Wholly enjoyable with one or two variations to the usual formula.
8 May 2018
Warning: Spoilers
Perry Mason and his young associate, the attorney Ken Malansky, are in Las Vegas to watch a boxing match. But wherever Perry Mason goes he always invariably ends up taking on a murder case. This time that of the PR and political spin doctor Richard Stewart (Robert Culp) and Perry defends David Benson who wanted revenge against Stewart for causing his brother's suicide as a result of his smear tactics that cost him to lose both an election to the senate and his legal practice. Since the weapon used was David's own gun and he had threatened Stewart's life, the police believe that they gave got him bang to rights. Yet, Perry discovers that Stewart's much publicised annual poker game in Vegas was actually a front for the blackmail of four of his top clients, the actor Cliff Bartell (Jere Burns), the former senator turned lobbyist Steven Elliot (Kevin Tighe), the oil magnate and real estate developer LD Ryan (Ken Kercheval) and Jay Corelli (Robert Vaughn), the director of the Corelli Car Corporation.
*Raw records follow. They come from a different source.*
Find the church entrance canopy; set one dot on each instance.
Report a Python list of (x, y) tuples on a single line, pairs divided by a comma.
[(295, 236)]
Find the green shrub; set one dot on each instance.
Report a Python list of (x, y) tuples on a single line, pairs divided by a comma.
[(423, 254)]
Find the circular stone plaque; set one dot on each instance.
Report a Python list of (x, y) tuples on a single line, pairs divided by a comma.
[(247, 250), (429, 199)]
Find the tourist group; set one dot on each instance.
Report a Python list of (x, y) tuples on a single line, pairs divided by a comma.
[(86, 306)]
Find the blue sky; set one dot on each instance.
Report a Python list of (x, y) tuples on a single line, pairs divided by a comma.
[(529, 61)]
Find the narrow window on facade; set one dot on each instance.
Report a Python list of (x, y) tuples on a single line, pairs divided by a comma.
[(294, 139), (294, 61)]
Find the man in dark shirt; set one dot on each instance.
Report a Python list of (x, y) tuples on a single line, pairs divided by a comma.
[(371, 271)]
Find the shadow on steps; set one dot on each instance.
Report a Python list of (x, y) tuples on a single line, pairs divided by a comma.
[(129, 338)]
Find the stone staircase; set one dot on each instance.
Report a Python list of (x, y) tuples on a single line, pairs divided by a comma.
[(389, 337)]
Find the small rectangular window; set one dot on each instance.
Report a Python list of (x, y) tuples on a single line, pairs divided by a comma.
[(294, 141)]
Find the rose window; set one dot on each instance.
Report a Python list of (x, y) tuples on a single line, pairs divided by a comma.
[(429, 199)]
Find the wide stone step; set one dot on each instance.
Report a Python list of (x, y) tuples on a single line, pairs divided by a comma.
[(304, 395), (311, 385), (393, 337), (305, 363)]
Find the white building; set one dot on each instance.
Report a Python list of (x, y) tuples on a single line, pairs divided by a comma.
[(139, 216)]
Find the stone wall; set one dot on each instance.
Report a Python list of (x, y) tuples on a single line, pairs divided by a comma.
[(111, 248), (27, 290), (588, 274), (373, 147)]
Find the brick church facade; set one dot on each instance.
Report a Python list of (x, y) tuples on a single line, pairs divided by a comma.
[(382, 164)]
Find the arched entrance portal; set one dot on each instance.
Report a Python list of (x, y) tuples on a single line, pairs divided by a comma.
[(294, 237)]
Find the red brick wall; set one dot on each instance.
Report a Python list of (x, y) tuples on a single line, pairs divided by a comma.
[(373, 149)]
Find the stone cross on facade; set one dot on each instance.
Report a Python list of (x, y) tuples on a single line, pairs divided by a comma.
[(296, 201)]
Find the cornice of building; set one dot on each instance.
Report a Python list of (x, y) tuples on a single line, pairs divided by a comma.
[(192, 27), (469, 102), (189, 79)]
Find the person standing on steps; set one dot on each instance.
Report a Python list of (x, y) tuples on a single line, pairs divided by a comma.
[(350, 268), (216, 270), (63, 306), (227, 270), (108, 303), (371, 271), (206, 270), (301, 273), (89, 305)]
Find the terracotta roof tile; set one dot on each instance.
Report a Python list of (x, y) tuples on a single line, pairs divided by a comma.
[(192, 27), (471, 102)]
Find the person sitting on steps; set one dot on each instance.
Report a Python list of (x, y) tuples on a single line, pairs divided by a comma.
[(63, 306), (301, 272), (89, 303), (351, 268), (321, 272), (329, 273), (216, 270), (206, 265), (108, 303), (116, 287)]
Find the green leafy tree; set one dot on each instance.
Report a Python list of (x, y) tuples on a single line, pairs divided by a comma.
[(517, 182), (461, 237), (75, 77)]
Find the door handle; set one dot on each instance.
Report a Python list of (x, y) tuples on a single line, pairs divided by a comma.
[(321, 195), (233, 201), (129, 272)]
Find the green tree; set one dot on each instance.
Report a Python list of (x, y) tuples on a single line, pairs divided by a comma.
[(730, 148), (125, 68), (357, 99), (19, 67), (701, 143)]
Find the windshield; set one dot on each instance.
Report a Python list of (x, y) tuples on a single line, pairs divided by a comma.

But which one of them did it? Meanwhile, Perry has to babysit David's 13-year-old daughter Melanie (Jenny Lewis) who is terrified and determined to help clear her father, but her antics put her own life at risk and hinder the lawyer's ability to defend him properly...

A wholly enjoyable entry into this long running series with one or two variations on the routine formula. The most notable being the fact that Perry is hired by his client's teenage daughter Melanie. Jenny Lewis is quite good in the role it has to be said and her scenes with Raymond Burr's Perry Mason are touching, occassionally funny and refreshing in equal measure. Perry initially comes across towards the child as an old grouch and intolerant of her. For instance, at first he refuses to accept her case since she broke into his hotel suite and he tells her that "hiring an attorney isn't the same as ordering a pizza" before telling her that his "hectic schedule" won't allow for it. In a moving moment Melanie says "They told me why you're the best, because you keep going and going until you get the truth. What they didn't tell me was that it was only when it could fit into your hectic schedule." She starts to cry and having changed his mind he gives her his handkerchief saying "I want it back" pretending to be uncaring and with no time for sentimentality. Later at the end Malansky says to Perry "Come on, she wasn't that bad" to which he replies "Huh! That's easy for you to say." But, when he is left on his own he says to himself "No, easy for me to say" meaning that he regretted being so harsh on her.

Another standout scene has to be the one involving Barbara Hale's Della Street who plugs Richard Stewart's former personal assistant for information by using the fact that they both have one thing in common: they both worked for their respective employers for a long time and were devoted to them making it easier for Della to get her trust.

There are some notable faces in the supporting cast including Don Galloway (Burr's co-star in his other hit TV show Ironside) and Robert Vaughn from The Man From UNCLE and The Protectors. But, rather disappointingly, they have very little to do. The latter plays one of Perry Mason's suspects, for example, and he doesn't even get put on the witness stand. Galloway, meanwhile, plays a cop but he is nowhere near as good as he was as Sgt Ed Brown in Ironside.

Plot wise, the film is pretty good and you should have some difficulty in unmasking the killer before Mason does in the usual courtroom finale. The twists and turns generally play fair with the audience leading to a logical conclusion.